Bacchus(バッカス)は低価格ラインからハンドメイドクラスまで、コストパフォーマンスに優れた幅広いラインナップを持つ国産ブランドです。

ご紹介するネック材には全て『ローステッドメイプル』が使用されています。ローステッドメイプルとはメイプルを高温で加熱処理して材の中の水分や油分を揮発させることにより木材を経年変化した状態に人工的に近づけた材のことです。
ネックに使用されると安定性の確保や、豊かな生鳴りと経年変化したビンテージの様なトーンを生み出します。
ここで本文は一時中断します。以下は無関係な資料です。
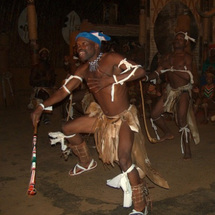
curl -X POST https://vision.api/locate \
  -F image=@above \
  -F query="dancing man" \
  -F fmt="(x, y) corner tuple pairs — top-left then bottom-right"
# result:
(144, 32), (200, 159)
(32, 32), (168, 215)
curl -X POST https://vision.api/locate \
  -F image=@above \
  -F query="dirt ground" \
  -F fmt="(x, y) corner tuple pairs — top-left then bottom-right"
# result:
(0, 92), (215, 215)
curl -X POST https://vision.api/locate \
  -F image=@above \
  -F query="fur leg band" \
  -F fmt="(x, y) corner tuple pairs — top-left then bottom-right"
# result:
(70, 141), (92, 163)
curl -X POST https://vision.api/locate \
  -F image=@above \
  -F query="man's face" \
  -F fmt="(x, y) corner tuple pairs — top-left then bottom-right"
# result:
(173, 33), (187, 48)
(76, 37), (97, 62)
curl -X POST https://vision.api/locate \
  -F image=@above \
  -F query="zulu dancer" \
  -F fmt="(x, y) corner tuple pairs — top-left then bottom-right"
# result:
(144, 32), (200, 159)
(32, 32), (169, 215)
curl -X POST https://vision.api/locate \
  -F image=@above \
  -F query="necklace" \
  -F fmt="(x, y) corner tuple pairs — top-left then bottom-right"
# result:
(89, 53), (103, 72)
BACCHUS BJB-1-RSM/M DLPB ROASTED MAPLE

弦数:4弦
スケール:34インチ
ピックアップ:ジャズベースタイプ(パッシブ)
ネック塗装:オイルフィニッシュ

BACCHUS BJB-2-RSM/M BLK

  • 弦数:4弦
  • スケール:34インチ
  • ピックアップ:ハムバッカー(パッシブ)
  • ネック塗装:オイルフィニッシュ

Bacchus WJB5-630-RSM/M-Act BLK

  • 弦数:5弦
  • スケール:34インチ
  • ピックアップ:ジャズベースタイプ(アクティブ)
  • ネック塗装:オイルフィニッシュ

まとめ

最後に購入時にチェックするポイントをまとめておきます。

  • オンラインストア・店舗:どちらで購入してもOK(フリマサイトでの購入はNG)
  • 弦の本数:4弦、または5弦
  • ピックアップの種類:ジャズベースタイプが無難
  • パッシブorアクティブ:パッシブベースがよりお勧め
  • 形状:変形ベースは避けてフェンダーのジャズべ、またはプレベに近い形の楽器を選択
  • 重量:4弦ベースで3.4〜4.2kgで、5弦ベースは3.6〜4.3kgを目安にする
  • スケールの長さ:34インチ(体が小さい方は30〜33インチの選択も可)
  • ネック裏の塗装:サテンフィニッシュ

今回の記事はあくまで『失敗しないためのエレキベース購入ガイド』になります。失敗を避けることで自分に合ったより良い楽器に巡り会える可能性が高くなります。

この記事が少しでも参考になれば嬉しいです。